When the researchers varied the size of the viral core in the model, they observed the same response. The width of the spike protein had less effect on how light was reflected. In this way, the researchers could find out in which part of the wavelength spectrum the coronavirus differs from other particles in the blood.

“At certain wavelengths, we get different optical responses depending on whether the virus is present. We call this the coronavirus optical signature,” Simonson said.

“We know that the optical properties of particles change depending on their environment. If they’re in water or in a vacuum, if several particles are next to each other, or if the surface is covered with a thin layer of another substance, they behave differently. will be different”

Pregnancy Test Example

The first person to describe in general terms how spherical particles reflect light waves was the German scientist Gustav Mie in 1908.

“It is well known that ordinary light is made up of a range of wavelengths. This is what we see when we observe a rainbow or light passing through a glass prism. The light hits water molecules in the atmosphere or in the prism and reflects off various wavelengths of light, which we see as for the spectrum of colors,” Simonson said.

Mie shows how small spheres or nuclei respond to light differently.

“For example, small metal particles have a very strong optical response. This property is used in certain types of pregnancy tests, which measure the optical response to small gold particles,” Simonson said.

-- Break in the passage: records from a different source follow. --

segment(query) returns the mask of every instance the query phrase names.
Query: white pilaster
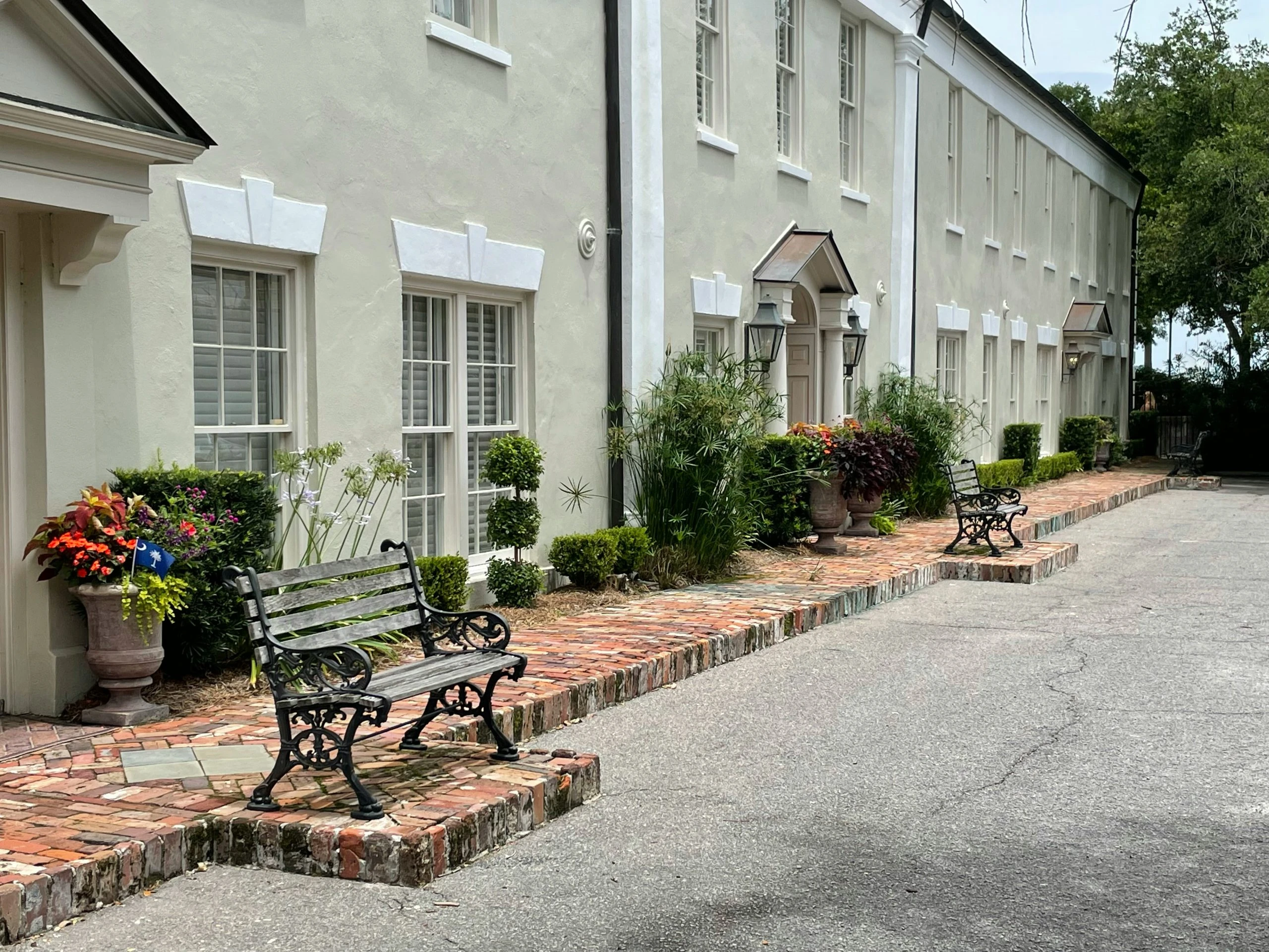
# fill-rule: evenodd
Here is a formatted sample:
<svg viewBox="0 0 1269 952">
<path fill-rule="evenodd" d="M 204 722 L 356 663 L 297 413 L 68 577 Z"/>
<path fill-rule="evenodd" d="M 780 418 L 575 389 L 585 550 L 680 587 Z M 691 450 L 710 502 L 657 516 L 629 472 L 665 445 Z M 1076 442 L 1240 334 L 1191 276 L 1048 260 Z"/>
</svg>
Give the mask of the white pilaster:
<svg viewBox="0 0 1269 952">
<path fill-rule="evenodd" d="M 631 387 L 665 360 L 665 174 L 661 143 L 661 0 L 629 0 Z"/>
<path fill-rule="evenodd" d="M 895 37 L 895 206 L 890 249 L 890 359 L 904 373 L 912 364 L 912 241 L 916 235 L 916 99 L 925 41 Z"/>
<path fill-rule="evenodd" d="M 789 393 L 789 341 L 788 327 L 793 324 L 793 288 L 780 286 L 760 286 L 759 301 L 770 301 L 784 321 L 784 336 L 780 339 L 780 352 L 766 371 L 766 390 L 780 401 L 780 415 L 766 424 L 768 433 L 784 433 L 788 423 Z"/>
</svg>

“The hormones you’re looking for in your urine — which are only present if you’re pregnant — collect on the surface of the gold particles on the test stick and change the resonant frequency of the particles. The result is a color change to blue, which indicates you’re pregnant.”

rose painting example

Another example of how small particles respond to light can be seen in stained glass, such as the large rose window in Nidaros Cathedral. The intense reds, blues, and greens are all the result of optical reactions from the metal particles used in the glass. And it is this property that can be used to detect coronaviruses in blood samples.

“What you do is you put a thin network of cylindrical gold particles on top of a very thin layer of graphene. Graphene is a nanomaterial with many fascinating properties, including the fact that it conducts electricity well with very little loss. ”

When blood containing the coronavirus passes over gold particles, the resonant frequency of the particles changes, which in turn generates an electromagnetic field. This field sets a current in the sensor that can be easily measured.

“By studying the current profile for a specific frequency range of incident light, we can determine whether the blood contains coronaviruses,” Simonson said.

The great potential of nanotechnology

Nanosensors have the potential to become extremely sensitive. Amir Maghoul explained that the “smart” graphene material in the nanodisks acts as an amplifier.

“Nanotechnology has not been used before for this type of sensor, so this development is new technology. What we have done here is create the first optical framework to detect coronaviruses and show how the virus behaves in the spectrum,” Maghoul said .

The next step now is to establish a company that can develop a prototype nanosensor lab.

“We need to raise funds so we can continue to develop a universal sensor. The collaboration between NTNU and Oslomet shows that we have facilities with great potential to develop and produce such nanosensors for biomedical use, if this This job is financially supported,” Maghoul said.